This seems to validate my thoughts on relics and their importance in age estimation.

U. A. Perego et al. The Initial Peopling Of The Americas: An Ever-Growing Number Of Founding Mitochondrial Genomes From Beringia

Genetic evidence based on mitochondrial DNA (mtDNA) has recently revealed the existence of additional founding lineages that have contributed to the first peopling of America’s double-continent in addition to the more popular five Native American haplogroups (A2, B2, C1, D1 and X2a), and has demonstrated as well the need for additional sampling and analysis to be performed for some of the already known but poorly characterized lineages. One paradigmatic example is represented by the pan-American haplogroup C1. Two of its sub-branches (C1b and C1c) harbor ages and geographical distributions that are indicative of an early arrival from Beringia about 15-17,000 years ago, concomitantly with the other currently accepted Paleo-Indian founders. However, the estimated age of C1d - the third Native American subset of C1 - is only 8-10,000 years, which is suggestive of a much later entry and spread in the Americas. In this study, we shed light on the origin of this enigmatic Native American branch of C1 by completely sequencing a large number of C1d mitochondrial genomes from a wide range of geographically diverse, mixed and indigenous American populations. The revised phylogeny shows that the age previously reported for C1d was heavily underestimated and indicate that C1d is ancient enough to be among the founding Paleo-Indian mtDNA lineages. Moreover, our results reveal that there were two C1d founder genomes for Paleo-Indians that most likely arose early (~16kya), either in the dynamic Beringian gene pool, or at a very initial stage of the Paleo-Indian southward migration. This brings the recognized maternal founding lineages of Native Americans to the unexpected number of 15, and indicates that the overall number of Beringian or Asian founder mitochondrial genomes will probably continue to increase as more Native American haplogroups reach the same level of phylogenetic resolution as we obtained here for C1d. Additionally, we have confirmed a nearly identical geographic distribution pattern for haplogroup C1d when comparing samples collected in the general mixed population with those from native tribal groups, as it was also reported previously for haplogroups X2a and D4h3. This substantiates the validity of searching large public mtDNA databases (such as the one available through the Sorenson Molecular Genealogy Foundation, www.SMGF.org) for novel founder candidates able to reveal unknown details concerning the ancient human history of the Americas.

Another interesting abstract. I've written before about the association of Y-chromosome haplogroups with the spread of Semitic speakers and the agreement with language phylogenetics.

N. Al-Zahery et al. The male gene pool of the contemporary Mesopotamia marsh population supports their Semitic origin.

The origin of the modern Mesopotamia marsh people, which are locally called “Ma’dan” or “Marsh’s Arabs”, is a question of great interest. Based on their life-style (living in reed houses, grazing of water buffalo and other aspects) and local archaeological sites, many historians and archaeologists believe they may have Sumerian ancestry. Although little is known about the origin of Sumerians themselves, two main hypotheses have been advanced in this regard. According to the first, Sumerians were a group of populations which migrated from the “South East” following a seashore route through the Arabian Gulf, and settled down in the southern marshes of Iraq.
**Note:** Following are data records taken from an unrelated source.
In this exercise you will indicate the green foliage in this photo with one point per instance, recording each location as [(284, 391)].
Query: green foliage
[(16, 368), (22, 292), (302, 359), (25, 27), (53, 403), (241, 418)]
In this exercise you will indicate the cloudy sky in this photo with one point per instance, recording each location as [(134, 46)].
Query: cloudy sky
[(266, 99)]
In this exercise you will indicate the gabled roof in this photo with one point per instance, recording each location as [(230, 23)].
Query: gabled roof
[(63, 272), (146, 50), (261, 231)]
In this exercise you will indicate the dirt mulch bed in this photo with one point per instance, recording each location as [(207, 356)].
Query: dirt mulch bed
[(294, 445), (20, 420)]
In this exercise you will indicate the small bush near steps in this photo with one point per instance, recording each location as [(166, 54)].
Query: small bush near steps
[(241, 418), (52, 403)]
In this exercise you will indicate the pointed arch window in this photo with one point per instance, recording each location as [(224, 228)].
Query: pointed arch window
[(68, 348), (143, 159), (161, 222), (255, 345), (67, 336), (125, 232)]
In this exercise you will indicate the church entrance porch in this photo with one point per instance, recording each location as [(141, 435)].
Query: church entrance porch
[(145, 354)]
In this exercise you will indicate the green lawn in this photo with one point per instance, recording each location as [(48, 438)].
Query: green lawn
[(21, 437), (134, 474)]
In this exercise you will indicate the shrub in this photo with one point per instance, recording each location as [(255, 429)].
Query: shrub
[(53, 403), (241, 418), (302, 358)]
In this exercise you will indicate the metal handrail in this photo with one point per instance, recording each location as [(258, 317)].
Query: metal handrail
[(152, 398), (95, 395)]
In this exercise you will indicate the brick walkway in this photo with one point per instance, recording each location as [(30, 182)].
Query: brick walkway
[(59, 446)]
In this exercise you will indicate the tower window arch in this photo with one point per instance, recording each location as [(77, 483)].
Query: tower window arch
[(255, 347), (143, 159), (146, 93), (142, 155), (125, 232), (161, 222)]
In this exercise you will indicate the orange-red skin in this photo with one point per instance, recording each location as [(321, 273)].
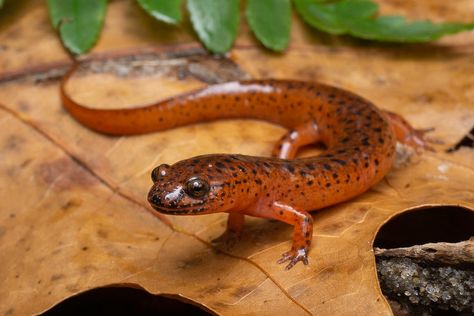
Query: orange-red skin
[(360, 141)]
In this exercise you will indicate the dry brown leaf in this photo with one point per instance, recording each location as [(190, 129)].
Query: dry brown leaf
[(73, 212)]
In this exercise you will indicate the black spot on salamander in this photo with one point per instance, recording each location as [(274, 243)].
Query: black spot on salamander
[(339, 161), (289, 167)]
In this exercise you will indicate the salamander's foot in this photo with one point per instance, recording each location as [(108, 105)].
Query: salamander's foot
[(407, 135), (294, 256), (227, 240)]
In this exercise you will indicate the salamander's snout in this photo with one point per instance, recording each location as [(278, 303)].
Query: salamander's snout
[(159, 172), (177, 191)]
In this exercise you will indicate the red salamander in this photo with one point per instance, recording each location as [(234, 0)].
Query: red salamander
[(360, 141)]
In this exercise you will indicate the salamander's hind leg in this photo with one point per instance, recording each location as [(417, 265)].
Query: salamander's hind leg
[(408, 135), (235, 223), (289, 144)]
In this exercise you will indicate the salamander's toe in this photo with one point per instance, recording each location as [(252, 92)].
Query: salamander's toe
[(294, 256)]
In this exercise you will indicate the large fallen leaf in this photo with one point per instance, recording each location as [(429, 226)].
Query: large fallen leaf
[(73, 213)]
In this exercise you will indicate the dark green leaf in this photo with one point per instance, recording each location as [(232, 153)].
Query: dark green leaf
[(356, 17), (331, 17), (168, 11), (215, 22), (397, 29), (79, 22), (270, 20)]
According to the second, the advancement of the Sumerian civilization is the result of migration from the mountainous area of Anatolia to the southern marshes of Iraq where they settled, adsorbing previous populations. In order to shed some light on the genetic origin of the Mesopotamia marsh population, we investigated the male gene pool of 145 DNA samples of modern Mesopotamia people, still living in marshes in the south of Iraq. The analyses of Single Nucleotide Polymorphisms (SNPs) and Short Tandem Repeats (STRs) of the paternally transmitted Male Specific region of the Y chromosome (MSY) revealed that more than 80% of marsh Y chromosomes belong to (Hg) J1-M267, the autochthonous haplogroup of Middle Eastern/Semitic speakers with possible recent expansion and/or founder effect reflected by the reduced STRs variability. In particular, 90% of them were assigned to the J1e-M267-PAGE08 sub-haplogroup, which is the predominant Y chromosome lineage among Middle Eastern Arab populations (Yemen, Qatar, UAE, and Levant). Thus, these findings testify, at least from the paternal side, a strong Semitic Arabian component in the contemporary Mesopotamia marshes population, whereas no clear Anatolian and/or South Asian genetic evidence has been detected.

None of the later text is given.